Finely chop half a white onion and fry in a small pan. I use fry light olive oil as it is a little healthier than olive oil and much easier to use less! Add 2 minced garlic cloves and a half a teaspoon of chopped red chilli and seeds.
Once the onion has softened and taken on a translucent appearance add 2 chopped courgettes, chopped basil and few turns of black pepper. Continue to cook for approximately 8 – 10 minutes.
Once the spaghetti has cooked drain off the water and pop the drained pasta back into the large pan. Stir through approximately 100ml of cream alternative. I like the Alpro soya cream. Add the cooked vegetables and stir very thoroughly. When evenly mixed serve warm and enjoy.

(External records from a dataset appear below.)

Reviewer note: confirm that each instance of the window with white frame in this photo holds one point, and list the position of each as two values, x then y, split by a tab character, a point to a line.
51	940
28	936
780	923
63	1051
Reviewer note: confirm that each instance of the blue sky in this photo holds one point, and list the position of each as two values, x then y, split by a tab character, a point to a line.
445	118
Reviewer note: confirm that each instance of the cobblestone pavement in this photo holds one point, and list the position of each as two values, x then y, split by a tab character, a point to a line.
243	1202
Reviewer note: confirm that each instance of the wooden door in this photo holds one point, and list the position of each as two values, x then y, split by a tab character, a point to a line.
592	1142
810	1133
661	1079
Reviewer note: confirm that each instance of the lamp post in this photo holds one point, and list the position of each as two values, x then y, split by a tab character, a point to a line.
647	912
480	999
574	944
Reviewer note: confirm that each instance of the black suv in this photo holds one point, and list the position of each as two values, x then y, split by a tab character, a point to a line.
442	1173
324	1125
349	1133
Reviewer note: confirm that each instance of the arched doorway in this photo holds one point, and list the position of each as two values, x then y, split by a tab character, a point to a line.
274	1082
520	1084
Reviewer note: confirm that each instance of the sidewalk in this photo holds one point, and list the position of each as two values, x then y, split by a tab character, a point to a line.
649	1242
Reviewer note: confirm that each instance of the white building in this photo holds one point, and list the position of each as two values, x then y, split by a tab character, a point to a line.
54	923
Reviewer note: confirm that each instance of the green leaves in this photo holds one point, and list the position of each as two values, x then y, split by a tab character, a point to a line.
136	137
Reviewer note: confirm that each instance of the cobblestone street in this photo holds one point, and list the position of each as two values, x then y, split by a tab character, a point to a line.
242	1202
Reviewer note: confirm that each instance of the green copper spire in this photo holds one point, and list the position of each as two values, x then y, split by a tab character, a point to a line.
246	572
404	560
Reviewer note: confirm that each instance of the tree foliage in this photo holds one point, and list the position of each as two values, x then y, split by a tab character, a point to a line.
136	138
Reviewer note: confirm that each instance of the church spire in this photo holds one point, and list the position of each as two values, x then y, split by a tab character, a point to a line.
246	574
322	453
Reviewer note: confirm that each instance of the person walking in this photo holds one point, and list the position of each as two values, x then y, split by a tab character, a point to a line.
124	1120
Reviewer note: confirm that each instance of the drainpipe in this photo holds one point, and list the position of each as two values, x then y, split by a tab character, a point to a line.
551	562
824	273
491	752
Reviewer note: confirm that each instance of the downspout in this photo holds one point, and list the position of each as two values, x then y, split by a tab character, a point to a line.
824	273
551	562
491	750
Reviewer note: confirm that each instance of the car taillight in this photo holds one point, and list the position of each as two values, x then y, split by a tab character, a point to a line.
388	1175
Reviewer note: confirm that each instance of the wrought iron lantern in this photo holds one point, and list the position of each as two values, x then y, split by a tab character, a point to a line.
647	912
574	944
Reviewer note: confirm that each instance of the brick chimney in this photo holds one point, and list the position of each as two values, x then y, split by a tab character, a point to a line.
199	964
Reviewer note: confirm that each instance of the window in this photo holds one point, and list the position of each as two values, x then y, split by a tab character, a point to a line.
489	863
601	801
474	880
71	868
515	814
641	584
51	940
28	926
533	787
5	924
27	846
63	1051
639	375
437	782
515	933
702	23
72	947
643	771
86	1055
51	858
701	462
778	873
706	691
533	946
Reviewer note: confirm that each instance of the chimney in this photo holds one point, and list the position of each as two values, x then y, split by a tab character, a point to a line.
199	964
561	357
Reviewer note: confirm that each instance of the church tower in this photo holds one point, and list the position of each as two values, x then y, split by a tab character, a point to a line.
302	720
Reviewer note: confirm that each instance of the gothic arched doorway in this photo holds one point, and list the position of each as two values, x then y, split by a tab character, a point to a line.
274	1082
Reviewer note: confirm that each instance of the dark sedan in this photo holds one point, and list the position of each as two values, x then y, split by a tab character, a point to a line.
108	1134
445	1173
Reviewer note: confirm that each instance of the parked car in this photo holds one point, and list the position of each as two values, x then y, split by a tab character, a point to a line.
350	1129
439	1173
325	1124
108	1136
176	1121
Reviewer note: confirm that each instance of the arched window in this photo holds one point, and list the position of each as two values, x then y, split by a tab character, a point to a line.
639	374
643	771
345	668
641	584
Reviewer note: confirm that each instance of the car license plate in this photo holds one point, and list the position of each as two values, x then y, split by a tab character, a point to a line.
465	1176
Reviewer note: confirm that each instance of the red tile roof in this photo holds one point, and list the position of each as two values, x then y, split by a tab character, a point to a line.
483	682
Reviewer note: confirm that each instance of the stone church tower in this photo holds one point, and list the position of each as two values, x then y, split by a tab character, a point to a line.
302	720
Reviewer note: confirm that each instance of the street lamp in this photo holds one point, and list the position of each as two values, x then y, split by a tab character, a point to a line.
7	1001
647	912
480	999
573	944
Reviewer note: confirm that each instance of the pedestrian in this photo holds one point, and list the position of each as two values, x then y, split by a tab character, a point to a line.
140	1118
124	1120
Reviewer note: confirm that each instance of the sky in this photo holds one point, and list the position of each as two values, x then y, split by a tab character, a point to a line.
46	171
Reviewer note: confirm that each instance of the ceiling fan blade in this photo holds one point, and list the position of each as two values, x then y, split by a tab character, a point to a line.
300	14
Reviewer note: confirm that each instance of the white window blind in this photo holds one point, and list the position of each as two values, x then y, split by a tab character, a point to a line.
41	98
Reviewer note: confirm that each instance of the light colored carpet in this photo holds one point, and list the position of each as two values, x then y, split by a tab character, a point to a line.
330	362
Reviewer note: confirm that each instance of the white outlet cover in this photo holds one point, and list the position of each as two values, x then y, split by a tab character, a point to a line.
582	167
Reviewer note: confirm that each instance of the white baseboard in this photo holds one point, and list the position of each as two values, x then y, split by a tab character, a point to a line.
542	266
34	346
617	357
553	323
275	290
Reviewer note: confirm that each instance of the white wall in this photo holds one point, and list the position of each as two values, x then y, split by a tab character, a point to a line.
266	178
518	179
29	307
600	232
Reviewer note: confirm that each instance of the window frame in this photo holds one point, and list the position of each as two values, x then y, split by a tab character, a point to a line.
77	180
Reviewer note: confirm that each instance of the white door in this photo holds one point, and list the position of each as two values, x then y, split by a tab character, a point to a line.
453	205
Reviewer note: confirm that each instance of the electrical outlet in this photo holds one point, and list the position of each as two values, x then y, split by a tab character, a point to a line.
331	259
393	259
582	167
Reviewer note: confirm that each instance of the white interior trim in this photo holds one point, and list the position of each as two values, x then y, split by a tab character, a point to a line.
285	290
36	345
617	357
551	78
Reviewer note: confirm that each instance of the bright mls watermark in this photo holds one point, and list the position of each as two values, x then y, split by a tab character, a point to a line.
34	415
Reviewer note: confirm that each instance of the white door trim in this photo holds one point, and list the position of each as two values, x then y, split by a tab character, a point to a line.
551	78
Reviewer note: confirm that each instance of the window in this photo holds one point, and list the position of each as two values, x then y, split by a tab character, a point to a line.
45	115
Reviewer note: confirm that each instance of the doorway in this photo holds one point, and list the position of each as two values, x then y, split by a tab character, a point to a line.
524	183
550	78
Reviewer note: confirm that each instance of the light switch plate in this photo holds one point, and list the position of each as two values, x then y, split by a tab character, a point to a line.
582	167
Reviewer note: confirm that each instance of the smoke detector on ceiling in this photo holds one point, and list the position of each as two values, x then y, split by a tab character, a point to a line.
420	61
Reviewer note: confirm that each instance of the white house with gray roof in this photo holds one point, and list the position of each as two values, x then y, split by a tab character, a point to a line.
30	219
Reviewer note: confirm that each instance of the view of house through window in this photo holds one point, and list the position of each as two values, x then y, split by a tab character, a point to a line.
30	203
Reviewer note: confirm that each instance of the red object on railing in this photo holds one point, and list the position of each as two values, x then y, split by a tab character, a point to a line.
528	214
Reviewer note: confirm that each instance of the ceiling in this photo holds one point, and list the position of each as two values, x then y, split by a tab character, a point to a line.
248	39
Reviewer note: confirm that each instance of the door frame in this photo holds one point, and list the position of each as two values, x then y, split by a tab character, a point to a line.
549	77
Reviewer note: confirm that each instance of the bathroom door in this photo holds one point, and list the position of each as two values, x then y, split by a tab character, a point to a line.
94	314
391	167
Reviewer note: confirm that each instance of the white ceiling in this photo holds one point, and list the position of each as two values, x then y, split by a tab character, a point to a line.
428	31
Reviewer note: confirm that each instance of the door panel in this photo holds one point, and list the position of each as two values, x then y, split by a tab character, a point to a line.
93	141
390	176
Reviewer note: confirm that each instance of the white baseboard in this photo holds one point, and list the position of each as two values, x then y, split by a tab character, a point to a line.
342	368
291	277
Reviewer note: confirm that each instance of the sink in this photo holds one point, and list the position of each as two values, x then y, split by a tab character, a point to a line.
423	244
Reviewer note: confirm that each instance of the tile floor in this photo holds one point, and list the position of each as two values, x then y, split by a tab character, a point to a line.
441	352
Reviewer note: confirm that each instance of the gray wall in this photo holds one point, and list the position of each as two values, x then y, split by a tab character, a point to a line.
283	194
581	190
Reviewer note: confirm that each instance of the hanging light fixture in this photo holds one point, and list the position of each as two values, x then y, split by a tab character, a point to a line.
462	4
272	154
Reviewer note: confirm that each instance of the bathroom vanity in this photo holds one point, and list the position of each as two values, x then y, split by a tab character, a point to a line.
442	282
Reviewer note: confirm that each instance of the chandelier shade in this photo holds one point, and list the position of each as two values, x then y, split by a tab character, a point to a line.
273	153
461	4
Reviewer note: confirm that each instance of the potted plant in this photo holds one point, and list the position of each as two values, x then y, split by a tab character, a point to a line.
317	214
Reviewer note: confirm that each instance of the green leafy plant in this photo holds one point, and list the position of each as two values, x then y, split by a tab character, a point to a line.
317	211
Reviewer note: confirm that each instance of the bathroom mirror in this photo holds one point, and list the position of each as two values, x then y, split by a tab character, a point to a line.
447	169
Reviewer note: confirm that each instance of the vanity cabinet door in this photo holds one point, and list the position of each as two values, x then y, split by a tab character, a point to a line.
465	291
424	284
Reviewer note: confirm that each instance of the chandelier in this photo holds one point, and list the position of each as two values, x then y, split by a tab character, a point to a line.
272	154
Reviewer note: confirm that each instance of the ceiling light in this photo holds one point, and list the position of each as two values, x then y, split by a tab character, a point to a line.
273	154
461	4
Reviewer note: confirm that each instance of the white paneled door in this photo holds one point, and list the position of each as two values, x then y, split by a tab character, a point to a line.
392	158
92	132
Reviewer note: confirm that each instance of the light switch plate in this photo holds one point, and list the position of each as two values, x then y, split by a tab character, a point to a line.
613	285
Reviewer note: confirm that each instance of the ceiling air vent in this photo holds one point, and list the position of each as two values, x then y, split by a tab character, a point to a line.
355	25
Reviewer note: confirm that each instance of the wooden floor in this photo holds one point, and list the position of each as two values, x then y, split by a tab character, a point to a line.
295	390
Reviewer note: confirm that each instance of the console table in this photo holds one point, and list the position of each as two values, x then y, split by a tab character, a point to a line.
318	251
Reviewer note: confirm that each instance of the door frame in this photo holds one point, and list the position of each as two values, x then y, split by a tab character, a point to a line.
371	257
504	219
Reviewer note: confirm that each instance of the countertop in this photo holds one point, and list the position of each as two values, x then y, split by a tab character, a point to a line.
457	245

I love crispy fried noodles and before I was diagnosed with coeliac disease (and a few other dietary requirements to boot) I used to love fried noodle dishes at Thai or Chinese restaurants. This is my own version and is still super tasty.
The veg I’m using in this is a first for me and inspired by the miniature aubergines I found in my local supermarket. I chopped the miniature aubergines (so tiny and cute), a courgette and some green veggies. I used broccoli, green beans and asparagus as I love crunchy seasonal veg and like to get as many into one meal as possible.
Warm a teaspoon of sesame oil in a wok or frying pan and when warm add the veg directly. Whilst the veg is stir frying I soak rice noodle nests in boiling water. This gives the noodles a more al dente crunch which is perfect for this dish.
Once the veg is looking well stir fried drain the noodles and add the wok. Make sure the heat is high and then drizzle a little more sesame oil in. The noodles will start to brown and crisp. I use simple flavouring in this dish with a sprinkle of tamari. The Clearspring or Kikkoman gluten free brands are great and easy to get hold of.
After a few minutes the lovely stir fried noodles and veggies will be all ready. I’ve toppes with some chopped spring onions and toasted sesame seeds just before serving. It’s made an amazing Friday night dinner. Mmmm.